Monsieur Florbelle, who was secretly quite mad, was interested in studying the human psyche, so he isolated his daughter for a series of psychiatric tests. This limited contact with Clarice even, so from the age of eight onward Justine's childhood was a completely lonely one.
Justine would often ask questions about what her mother looked like, as it saddened her to have no memory of her. Her father told Justine that her deceased mother's beauty was "blinding" and to recall any memory of her would be too much of a burden for anyone who loved her to bear.
However, little Justine started to develop an inferiority complex for wanting to be as attractive as her mother. To worsen matters, as a result of the constant testing, Justine came to view the results as an important way of judging both herself and her father.
This disparity, and never once pleasing her father with the results of his tests caused a huge rift to grow between them. After four years of isolation which robbed her of a healthy, natural upbringing and development, Justine had become increasingly unstable. She began to show the basic characteristics of being a narcissist and a complete psychopath.
She often tried to gain control of situations in regards to her father's tests, upsetting the chambermaids, and often provoking her father simply to get a reaction out of him.
What happened next can only be interpreted. It would appear that either she, or her father, attempted something sexually indecent and perverted upon the other. Monsieur Florbelle severely scolded her, and also told her not to be "ashamed" as she was only "filling the void left by mother", but Justine was enraged.
Her father could no longer justify his research. Writing to Herbert, he confessed it had done nothing to help him understand Justine's mental illness. He was going to abandon the tests to mend his relationship with his daughter. He never had the chance.

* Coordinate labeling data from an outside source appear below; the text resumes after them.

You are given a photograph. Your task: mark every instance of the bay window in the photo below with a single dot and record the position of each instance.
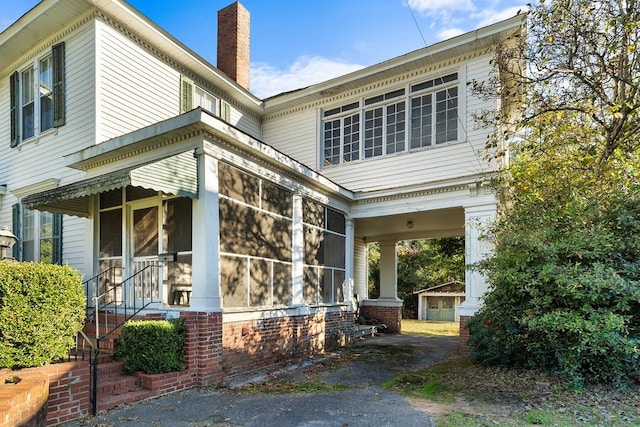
(418, 116)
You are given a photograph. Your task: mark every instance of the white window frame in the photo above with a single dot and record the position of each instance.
(34, 93)
(32, 231)
(334, 127)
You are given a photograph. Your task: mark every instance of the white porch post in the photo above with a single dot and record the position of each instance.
(298, 252)
(206, 293)
(388, 270)
(349, 260)
(476, 218)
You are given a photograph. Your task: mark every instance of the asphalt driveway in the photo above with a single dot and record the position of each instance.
(358, 401)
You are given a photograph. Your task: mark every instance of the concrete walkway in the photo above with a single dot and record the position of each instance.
(362, 368)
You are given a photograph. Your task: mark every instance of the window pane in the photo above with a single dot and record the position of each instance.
(421, 121)
(111, 233)
(28, 112)
(373, 132)
(177, 225)
(331, 143)
(395, 127)
(351, 139)
(233, 273)
(145, 231)
(447, 115)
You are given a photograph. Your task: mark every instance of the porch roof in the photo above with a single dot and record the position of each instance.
(173, 175)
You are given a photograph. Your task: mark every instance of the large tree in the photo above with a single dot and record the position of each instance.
(565, 277)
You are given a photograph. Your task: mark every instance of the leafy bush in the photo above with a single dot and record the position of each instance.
(565, 280)
(153, 346)
(42, 308)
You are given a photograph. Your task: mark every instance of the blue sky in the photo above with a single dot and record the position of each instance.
(295, 43)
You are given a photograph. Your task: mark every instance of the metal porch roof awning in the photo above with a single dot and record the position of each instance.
(177, 175)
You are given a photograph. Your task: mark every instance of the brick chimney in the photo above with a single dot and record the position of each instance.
(233, 43)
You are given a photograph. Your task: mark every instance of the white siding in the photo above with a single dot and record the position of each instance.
(360, 273)
(297, 135)
(40, 159)
(134, 88)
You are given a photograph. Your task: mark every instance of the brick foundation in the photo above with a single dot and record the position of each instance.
(463, 343)
(255, 344)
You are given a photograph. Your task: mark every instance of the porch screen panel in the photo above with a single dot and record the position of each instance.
(111, 233)
(324, 254)
(260, 283)
(233, 272)
(256, 229)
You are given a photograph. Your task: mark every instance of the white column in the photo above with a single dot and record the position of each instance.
(476, 249)
(388, 270)
(206, 293)
(297, 253)
(348, 262)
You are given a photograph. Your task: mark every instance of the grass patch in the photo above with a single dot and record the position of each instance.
(474, 395)
(430, 328)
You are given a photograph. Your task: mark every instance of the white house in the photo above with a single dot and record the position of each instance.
(126, 155)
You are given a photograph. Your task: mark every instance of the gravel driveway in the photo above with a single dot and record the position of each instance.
(354, 374)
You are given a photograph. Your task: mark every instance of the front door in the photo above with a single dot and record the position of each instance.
(144, 267)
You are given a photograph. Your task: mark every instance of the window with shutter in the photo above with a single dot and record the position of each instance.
(58, 85)
(186, 95)
(37, 96)
(15, 93)
(17, 231)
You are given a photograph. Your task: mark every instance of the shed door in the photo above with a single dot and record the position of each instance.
(441, 309)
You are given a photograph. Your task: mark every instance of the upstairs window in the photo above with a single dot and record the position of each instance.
(417, 116)
(193, 96)
(37, 99)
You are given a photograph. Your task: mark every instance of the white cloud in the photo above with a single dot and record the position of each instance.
(488, 16)
(433, 6)
(449, 33)
(267, 80)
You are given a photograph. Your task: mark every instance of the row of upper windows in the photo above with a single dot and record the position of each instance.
(377, 126)
(37, 96)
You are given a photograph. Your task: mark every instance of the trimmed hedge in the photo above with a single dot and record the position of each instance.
(152, 346)
(42, 308)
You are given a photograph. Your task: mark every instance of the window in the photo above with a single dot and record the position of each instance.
(393, 122)
(39, 236)
(37, 96)
(437, 98)
(193, 96)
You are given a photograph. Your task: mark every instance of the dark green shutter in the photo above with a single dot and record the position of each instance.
(58, 85)
(56, 239)
(15, 92)
(17, 231)
(186, 95)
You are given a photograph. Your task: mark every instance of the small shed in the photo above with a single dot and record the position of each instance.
(441, 302)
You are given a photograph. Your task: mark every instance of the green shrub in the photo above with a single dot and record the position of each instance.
(42, 308)
(152, 346)
(565, 289)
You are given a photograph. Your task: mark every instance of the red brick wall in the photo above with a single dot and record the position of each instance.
(254, 344)
(23, 403)
(390, 316)
(233, 43)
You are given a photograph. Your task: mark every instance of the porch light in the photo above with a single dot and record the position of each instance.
(7, 240)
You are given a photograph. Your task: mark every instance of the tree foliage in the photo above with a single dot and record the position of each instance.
(565, 276)
(421, 264)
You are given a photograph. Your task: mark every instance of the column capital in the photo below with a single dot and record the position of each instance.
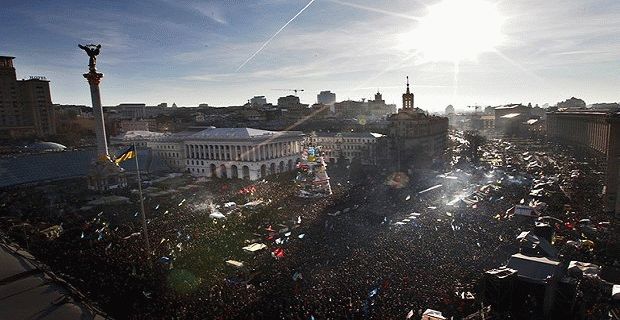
(94, 78)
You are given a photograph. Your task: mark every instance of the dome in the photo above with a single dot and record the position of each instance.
(46, 146)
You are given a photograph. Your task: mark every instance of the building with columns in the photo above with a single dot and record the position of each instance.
(347, 145)
(597, 133)
(242, 153)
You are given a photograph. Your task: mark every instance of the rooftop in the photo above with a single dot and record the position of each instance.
(240, 133)
(29, 291)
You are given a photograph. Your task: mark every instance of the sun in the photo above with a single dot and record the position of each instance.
(455, 30)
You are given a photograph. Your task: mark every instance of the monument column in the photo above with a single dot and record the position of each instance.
(94, 78)
(104, 174)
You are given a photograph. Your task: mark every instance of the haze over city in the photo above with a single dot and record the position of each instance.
(310, 159)
(222, 52)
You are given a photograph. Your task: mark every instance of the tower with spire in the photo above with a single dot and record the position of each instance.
(408, 98)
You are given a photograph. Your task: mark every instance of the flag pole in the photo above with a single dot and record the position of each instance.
(144, 230)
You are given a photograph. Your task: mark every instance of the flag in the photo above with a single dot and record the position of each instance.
(128, 154)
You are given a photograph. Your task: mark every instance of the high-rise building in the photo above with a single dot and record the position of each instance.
(408, 97)
(597, 133)
(26, 108)
(258, 101)
(416, 137)
(449, 110)
(326, 97)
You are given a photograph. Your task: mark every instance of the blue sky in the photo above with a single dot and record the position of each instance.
(188, 52)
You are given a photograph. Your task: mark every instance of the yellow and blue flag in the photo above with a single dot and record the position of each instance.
(128, 154)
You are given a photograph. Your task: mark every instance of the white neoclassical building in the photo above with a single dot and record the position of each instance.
(243, 153)
(346, 144)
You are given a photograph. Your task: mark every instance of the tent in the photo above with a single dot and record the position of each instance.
(533, 245)
(578, 268)
(254, 247)
(431, 314)
(534, 269)
(526, 211)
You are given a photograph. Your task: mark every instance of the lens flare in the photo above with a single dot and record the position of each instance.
(456, 30)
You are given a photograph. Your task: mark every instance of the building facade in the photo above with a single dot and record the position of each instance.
(26, 108)
(598, 133)
(346, 145)
(414, 134)
(326, 97)
(231, 153)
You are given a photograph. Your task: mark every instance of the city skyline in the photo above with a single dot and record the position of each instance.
(223, 54)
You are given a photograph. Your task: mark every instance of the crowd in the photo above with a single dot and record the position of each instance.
(370, 250)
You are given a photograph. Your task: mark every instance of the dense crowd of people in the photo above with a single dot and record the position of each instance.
(371, 250)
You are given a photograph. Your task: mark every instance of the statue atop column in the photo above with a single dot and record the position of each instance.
(92, 51)
(103, 174)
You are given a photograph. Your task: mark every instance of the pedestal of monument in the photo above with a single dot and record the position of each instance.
(105, 175)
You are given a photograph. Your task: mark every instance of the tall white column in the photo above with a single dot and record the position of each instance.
(94, 78)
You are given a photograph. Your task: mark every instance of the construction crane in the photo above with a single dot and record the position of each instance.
(293, 90)
(476, 108)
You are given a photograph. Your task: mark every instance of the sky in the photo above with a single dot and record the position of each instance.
(224, 52)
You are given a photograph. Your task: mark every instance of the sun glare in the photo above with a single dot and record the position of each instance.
(455, 30)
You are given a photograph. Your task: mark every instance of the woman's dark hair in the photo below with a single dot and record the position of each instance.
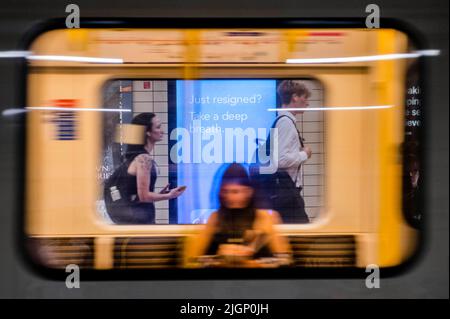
(236, 220)
(144, 119)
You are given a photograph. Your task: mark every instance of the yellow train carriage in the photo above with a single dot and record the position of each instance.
(359, 217)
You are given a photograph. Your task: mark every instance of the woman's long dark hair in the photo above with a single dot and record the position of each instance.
(236, 220)
(144, 119)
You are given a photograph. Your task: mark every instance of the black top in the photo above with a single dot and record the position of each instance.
(144, 212)
(232, 228)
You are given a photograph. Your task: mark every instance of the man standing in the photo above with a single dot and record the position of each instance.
(291, 152)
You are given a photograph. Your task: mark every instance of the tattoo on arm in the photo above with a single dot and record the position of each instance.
(144, 163)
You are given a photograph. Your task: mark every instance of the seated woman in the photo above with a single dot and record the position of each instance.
(238, 232)
(130, 192)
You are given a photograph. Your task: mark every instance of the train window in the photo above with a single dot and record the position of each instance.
(230, 120)
(292, 145)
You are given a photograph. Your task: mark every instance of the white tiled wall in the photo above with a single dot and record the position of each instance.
(311, 125)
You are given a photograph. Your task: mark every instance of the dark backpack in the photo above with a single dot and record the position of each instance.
(116, 195)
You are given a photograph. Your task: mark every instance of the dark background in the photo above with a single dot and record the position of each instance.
(428, 278)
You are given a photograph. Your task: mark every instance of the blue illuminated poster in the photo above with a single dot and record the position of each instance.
(218, 122)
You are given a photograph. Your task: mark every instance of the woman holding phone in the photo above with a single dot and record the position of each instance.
(137, 182)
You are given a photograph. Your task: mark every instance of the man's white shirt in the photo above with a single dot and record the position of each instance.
(290, 155)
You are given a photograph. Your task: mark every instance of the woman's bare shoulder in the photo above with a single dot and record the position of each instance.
(271, 216)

Justine murdered her father with the family's star-shaped soapstone. She buried her father's corpse under the mansion in the family crypt. As the sole heir, she eventually took over the Florbelle estate, though how she was never caught, or what happened for the next twenty-odd years, is all a mystery.
Mademoiselle Florbelle took over her father's research and study rooms underneath the estate, but instead of furthering the knowledge of the human psyche to treat mental disabilities, turned it into her own personal torture chamber, called the "Cabinet of Perturbation", for her own sadistic pleasure.
Justine began to demonstrate that she, even more so than her father, was a complete monster. She revelled in the suffering she caused to others, and even subjected herself to that same cruelty by performing pre-arranged tests upon herself after short bouts of self-induced amnesia to see how well she fared without knowledge of who she was or what was happening to her.
Justine hated, and continues to hate, the notion of being held accountable to the law for her actions, and is very elitist, believing the aristocracy does not need to know right from wrong, as "they are always right".
She later began a relationship with Aloïs Racine, the son of a nobleman named Lucien Racine. In addition, it appears that she also had ongoing relationships with Basile Giroux and Malo de Vigny at the same time. Much to her delight, this caused a lot of friction between them. All three men were sincerely in love with Justine, at one point or another, but the same could never be said for Justine herself, as she loved no one, not even herself, and was just using the men to amuse herself.
She pitted the men against one another, eventually leading to their downward spiral into madness and destruction. Her inferiority complex, wanting to be as attractive as her mother, only worsened as time went by; these feelings intensified to the point where she actually blinded the Suitors because she wanted to believe her beauty was quite literally "blinding".
Aloïs was easy to control, he already had a self-destructive fixation on her to begin with. Poor Malo had already gone insane thanks to her deeds. Basile, however, was troublesome and no longer infatuated with her, growing quickly tired of her "games". With assistance from Aloïs, she managed to drug and blind Basile, too, to prevent him from leaving.
Aloïs, Basile, and Malo had unwittingly become her newest test subjects in the Cabinet of Perturbation, where she drugged them with absinthe, tortured them, mutilated their bodies, and finally made them part of the tests on herself during her self-induced fits of amnesia. The three men are now known as the Suitors - serving as the enemies in Amnesia: Justine.
Despite all her cunning and control over the police chief in Calais, after these events, Lucien Racine, Aloïs' father, had become very suspicious of Justine's actions and suspected foul play when she stole his son away. He enlisted the help of Inspector Felix Marot, Dr. Victor Fournier and Father Hector David to find a legal way to reveal her madness and incarcerate her. She abducted these three men as well, and they become the hostages encountered in the Cabinet of Perturbation.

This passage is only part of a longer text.